Implementing MPI-based parallel data sampling methods based on the following paper: https://ieeexplore.ieee.org/document/9130956
The code implemented here runs on MPI with nodes accessible via passwordless ssh. The input is assumed to be VTK image file with 3 dimensions, and the sampled point cloud is stored in the VTP format.
The steps to run the project parallelly are as follows:
Step 1: Download the files in the src file from the GitHub repository in your working directory. Also, have the data files in the working directory.
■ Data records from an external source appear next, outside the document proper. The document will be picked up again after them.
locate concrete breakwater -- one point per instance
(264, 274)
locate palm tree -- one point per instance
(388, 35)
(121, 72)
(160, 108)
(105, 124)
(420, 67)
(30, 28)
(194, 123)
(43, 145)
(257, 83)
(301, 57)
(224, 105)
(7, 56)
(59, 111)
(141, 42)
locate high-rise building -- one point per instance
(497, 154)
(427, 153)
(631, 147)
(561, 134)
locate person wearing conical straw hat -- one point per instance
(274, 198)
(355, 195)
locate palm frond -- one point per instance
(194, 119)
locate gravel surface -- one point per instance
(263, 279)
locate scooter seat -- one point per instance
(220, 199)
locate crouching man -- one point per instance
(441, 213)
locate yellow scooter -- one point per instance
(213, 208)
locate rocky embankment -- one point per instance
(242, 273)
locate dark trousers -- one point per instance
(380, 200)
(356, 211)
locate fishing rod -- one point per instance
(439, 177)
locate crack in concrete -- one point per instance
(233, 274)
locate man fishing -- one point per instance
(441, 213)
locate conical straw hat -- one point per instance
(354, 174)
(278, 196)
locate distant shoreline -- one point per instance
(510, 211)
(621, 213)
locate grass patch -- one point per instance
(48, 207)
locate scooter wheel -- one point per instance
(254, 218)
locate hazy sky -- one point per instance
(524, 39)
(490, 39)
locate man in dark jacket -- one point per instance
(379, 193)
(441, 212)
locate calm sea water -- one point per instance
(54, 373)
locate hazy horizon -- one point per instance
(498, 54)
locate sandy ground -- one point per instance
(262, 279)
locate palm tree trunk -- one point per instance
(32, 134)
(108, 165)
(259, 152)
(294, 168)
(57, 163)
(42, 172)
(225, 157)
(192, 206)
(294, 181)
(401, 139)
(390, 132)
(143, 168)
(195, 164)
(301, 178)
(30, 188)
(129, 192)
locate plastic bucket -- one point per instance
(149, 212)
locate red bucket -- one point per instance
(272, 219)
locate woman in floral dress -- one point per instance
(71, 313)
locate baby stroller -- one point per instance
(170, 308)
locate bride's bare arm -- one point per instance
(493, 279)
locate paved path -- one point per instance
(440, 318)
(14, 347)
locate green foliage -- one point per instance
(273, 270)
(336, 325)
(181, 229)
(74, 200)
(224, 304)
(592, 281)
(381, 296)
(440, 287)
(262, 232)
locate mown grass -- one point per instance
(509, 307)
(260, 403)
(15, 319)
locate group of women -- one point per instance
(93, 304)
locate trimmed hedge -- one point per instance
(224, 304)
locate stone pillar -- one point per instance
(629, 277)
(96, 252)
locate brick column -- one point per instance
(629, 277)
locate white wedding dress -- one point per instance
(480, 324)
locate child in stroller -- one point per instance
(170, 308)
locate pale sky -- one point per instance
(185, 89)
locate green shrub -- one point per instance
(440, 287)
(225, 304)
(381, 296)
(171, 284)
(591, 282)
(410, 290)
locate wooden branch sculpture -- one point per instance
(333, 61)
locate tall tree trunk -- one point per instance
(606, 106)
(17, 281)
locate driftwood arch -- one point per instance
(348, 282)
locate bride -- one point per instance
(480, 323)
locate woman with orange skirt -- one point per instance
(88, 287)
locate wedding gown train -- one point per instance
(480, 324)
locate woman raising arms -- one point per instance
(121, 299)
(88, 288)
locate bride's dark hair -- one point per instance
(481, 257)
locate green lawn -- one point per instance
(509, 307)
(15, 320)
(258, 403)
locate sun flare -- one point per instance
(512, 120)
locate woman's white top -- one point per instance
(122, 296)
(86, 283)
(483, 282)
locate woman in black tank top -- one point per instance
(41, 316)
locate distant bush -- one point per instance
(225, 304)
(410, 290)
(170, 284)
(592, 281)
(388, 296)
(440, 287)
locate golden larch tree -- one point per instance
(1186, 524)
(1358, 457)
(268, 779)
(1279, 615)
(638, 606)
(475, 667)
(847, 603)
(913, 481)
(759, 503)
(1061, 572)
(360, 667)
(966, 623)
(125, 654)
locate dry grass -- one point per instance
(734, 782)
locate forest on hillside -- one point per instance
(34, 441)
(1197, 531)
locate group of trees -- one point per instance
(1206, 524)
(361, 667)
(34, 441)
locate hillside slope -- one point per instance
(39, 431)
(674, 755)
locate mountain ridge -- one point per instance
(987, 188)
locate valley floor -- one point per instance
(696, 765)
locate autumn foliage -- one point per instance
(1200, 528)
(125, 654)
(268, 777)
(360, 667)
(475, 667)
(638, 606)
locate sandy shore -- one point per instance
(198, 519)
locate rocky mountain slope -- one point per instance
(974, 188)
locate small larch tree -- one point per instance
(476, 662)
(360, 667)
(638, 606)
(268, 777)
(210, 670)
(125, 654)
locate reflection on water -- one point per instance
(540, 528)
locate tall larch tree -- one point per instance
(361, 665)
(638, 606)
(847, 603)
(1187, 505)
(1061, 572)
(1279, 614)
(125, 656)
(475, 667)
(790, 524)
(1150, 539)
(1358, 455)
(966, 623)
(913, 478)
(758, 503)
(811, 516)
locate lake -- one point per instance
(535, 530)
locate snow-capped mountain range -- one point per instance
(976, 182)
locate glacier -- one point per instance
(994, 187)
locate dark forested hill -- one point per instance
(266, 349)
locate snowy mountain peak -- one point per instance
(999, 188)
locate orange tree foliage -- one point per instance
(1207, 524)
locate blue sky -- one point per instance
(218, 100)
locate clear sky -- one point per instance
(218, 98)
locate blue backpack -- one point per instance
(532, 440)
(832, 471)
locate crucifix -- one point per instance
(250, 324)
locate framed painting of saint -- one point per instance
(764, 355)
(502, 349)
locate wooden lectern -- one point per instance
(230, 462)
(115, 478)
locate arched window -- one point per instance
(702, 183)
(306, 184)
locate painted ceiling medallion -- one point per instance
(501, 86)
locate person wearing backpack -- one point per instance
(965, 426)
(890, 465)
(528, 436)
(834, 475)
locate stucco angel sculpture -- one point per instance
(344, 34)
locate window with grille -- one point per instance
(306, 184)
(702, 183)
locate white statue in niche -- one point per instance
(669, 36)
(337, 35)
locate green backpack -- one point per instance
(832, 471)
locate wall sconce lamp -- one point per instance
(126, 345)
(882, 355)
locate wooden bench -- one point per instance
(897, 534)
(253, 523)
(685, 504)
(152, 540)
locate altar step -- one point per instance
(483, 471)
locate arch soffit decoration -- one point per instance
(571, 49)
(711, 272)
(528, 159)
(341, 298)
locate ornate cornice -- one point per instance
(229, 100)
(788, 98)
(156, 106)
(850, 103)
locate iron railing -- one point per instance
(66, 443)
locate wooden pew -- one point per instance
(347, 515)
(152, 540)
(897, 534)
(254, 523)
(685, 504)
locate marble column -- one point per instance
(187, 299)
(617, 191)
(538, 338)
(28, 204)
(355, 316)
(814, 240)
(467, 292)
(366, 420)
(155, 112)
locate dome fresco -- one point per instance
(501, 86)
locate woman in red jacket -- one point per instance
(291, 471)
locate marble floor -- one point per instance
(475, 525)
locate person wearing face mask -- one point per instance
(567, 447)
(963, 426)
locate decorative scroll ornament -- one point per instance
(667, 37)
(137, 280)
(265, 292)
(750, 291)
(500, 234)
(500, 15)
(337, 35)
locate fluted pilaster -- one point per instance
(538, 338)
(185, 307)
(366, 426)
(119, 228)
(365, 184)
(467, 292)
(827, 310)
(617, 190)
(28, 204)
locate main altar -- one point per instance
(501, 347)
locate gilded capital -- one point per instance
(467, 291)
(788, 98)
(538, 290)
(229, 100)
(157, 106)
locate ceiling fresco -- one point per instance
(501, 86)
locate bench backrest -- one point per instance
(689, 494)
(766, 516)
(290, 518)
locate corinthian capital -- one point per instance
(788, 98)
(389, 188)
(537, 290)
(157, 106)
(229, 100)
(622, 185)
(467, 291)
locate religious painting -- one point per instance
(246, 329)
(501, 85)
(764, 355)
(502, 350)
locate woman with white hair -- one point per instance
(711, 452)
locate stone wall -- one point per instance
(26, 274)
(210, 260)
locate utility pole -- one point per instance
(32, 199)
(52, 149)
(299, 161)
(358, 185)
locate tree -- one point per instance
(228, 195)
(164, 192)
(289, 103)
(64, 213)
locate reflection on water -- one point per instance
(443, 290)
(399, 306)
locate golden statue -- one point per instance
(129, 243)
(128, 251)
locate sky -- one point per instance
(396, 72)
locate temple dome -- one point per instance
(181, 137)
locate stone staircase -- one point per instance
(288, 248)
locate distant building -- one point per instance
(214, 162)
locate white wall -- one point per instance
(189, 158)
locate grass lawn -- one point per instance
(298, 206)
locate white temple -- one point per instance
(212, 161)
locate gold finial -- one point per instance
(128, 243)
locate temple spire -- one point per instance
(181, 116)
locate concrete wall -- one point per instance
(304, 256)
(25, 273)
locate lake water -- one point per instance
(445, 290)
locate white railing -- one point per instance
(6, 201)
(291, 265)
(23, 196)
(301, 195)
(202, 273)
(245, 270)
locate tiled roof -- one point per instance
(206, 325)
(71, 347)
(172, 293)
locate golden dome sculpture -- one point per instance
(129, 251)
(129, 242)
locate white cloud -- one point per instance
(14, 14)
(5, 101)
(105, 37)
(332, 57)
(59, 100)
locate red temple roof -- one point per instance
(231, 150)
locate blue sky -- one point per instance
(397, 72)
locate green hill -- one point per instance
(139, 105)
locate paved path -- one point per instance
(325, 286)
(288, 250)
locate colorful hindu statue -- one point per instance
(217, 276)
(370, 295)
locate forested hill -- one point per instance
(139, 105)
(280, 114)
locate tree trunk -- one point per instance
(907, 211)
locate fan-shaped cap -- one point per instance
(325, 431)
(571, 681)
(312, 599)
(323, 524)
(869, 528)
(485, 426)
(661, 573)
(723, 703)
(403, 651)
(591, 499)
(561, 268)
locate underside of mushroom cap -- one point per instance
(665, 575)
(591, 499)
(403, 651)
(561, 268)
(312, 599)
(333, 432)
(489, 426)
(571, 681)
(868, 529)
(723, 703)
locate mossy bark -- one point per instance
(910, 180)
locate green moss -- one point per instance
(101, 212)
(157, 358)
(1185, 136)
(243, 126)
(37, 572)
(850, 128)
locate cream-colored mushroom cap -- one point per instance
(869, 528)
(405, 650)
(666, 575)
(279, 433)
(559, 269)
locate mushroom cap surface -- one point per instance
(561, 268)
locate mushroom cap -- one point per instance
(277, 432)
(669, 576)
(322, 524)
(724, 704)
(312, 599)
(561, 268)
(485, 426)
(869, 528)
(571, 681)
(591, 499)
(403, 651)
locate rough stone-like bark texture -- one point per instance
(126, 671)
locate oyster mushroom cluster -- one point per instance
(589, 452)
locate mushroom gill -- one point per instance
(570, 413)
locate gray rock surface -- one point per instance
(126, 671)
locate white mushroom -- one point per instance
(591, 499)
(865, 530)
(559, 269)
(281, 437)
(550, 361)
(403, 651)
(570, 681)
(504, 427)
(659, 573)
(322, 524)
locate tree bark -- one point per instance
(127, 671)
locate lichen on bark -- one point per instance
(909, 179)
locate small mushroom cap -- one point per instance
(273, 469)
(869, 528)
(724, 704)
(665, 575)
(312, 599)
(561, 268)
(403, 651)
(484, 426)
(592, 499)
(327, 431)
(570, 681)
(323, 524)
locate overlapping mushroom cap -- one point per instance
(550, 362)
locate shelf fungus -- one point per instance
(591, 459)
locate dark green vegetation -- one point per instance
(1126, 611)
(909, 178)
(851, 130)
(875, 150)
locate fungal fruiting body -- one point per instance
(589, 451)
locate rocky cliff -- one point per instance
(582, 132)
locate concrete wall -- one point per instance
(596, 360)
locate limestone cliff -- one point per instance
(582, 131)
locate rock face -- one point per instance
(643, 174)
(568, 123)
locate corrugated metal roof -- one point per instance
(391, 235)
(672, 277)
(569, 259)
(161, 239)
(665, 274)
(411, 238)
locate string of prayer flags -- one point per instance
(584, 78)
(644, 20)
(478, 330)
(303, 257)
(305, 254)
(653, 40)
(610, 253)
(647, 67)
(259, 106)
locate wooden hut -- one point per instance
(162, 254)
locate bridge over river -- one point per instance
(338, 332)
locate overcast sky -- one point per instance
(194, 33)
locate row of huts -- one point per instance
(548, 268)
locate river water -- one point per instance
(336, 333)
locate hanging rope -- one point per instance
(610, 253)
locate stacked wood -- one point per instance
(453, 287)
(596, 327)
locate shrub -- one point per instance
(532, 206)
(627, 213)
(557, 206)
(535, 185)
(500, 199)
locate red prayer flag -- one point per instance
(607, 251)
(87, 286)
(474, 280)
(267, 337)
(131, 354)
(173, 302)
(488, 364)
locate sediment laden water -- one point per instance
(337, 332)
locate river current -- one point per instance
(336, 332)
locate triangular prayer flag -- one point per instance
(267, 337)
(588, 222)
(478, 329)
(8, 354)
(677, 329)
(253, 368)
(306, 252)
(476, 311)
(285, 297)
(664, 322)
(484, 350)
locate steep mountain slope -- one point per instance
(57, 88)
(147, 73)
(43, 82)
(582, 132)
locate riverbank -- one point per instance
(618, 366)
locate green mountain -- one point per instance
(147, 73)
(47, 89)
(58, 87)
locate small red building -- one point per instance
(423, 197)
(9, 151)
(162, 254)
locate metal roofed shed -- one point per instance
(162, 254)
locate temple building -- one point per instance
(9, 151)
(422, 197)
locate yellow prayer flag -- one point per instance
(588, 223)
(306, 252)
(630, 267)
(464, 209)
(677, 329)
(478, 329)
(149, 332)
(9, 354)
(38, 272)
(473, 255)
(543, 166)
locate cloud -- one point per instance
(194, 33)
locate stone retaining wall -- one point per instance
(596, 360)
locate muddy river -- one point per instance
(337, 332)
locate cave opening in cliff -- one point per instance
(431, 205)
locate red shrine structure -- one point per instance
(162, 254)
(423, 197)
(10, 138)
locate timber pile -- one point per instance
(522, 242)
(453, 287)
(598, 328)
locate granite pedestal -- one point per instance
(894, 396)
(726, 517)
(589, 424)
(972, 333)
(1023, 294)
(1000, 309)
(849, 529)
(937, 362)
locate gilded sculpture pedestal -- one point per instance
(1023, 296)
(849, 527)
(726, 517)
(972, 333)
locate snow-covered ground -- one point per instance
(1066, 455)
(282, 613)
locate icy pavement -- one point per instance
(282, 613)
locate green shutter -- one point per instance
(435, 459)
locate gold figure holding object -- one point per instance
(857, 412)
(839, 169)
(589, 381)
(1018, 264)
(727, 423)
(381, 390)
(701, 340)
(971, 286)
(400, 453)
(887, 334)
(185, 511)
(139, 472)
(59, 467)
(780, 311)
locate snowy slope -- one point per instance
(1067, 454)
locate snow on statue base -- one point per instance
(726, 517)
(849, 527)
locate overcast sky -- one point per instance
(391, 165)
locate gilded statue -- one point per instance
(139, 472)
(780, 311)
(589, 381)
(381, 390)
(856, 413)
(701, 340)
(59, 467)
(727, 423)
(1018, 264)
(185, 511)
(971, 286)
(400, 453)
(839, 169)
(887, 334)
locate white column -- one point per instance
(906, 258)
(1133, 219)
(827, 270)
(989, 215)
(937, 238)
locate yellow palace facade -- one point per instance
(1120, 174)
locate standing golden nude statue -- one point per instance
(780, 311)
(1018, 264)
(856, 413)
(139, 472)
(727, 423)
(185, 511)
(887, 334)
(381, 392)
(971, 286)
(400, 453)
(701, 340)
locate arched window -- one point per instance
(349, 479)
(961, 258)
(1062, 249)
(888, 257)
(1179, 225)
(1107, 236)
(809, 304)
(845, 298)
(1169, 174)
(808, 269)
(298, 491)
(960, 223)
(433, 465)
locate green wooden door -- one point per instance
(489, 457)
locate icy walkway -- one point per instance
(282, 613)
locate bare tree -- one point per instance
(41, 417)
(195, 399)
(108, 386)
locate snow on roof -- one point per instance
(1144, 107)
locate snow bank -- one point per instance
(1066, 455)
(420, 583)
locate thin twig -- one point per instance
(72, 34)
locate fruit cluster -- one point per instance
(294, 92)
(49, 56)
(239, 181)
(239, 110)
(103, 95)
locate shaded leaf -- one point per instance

Step 2: Upload the files into the remote workspace using sftp (Simple File Transfer Protocol)
Step 3: Open the terminal/Powershell in your system and run ssh 172.27.19._ where _ is any number from 1 to 60 to access the KD lab system (generally ssh <to-the-computing-node>)
Step 4: Create a hostfile.txt. It contains the IP addresses of the computing nodes and the number of processes to be run on each node.
Step 5: Run the following statement to run gradient-based sampling on 8 processors, with 16 bins and 0.01 sampling rate. The output file will be saved to Isabel_gbs_0.01.vtp.
mpirun -np 8 --hostfile hostfile.txt python3 gbs.py -b 16 -r 0.01 -o Isabel_gbs_0.01 Isabel_Pressure_Large.vti
Step 6: Use sftp to get the sampled files to your workspace.
The sampling algorithms are implemented in the following files:
srs.py: Simple random samplingvbs.py: Value-based importance samplinggbs.py: Smoothness-based importance sampling
mpirun is the command which uses MPI to run the code in parallel. We use the following options:
Options:
-np shows the processes we are going to run
--hostfile FILE file containing IP addresses of the computing nodes
Options in the python files (all are common except the bin number)
Options:
-h, --help show this help message and exit
-r FLOAT, --sampling-ratio=FLOAT
sampling ratio between 0 and 1 [default: 0.001]
-b INT, --bin-num=INT
number of bins [default: 16]
-o FILE_NAME, --out-file=FILE_NAME
name of output vtp file [default: out_gbs.vtp]
-v, --verbose detailed log
-t, --track-time Append to vbs_time.csv in format: proc_num,bin_num,prob,reading_time,scatter_time,comp_time,gather_time,saving_time,total_time
We created some utility shell scripts to ease the process of studying the algorithms, they are in the misc folder.
pingServers.sh: Pings all servers in an ip address range and outputs the pingable nodes to stdout with an hardcoded number of processes at each noderun.sh: Some commands to run the main commands.scaling_study.sh: For loops for multiple runs and storing the time data in csv files.
NOTE: These files were used by us and have not been generalised for use.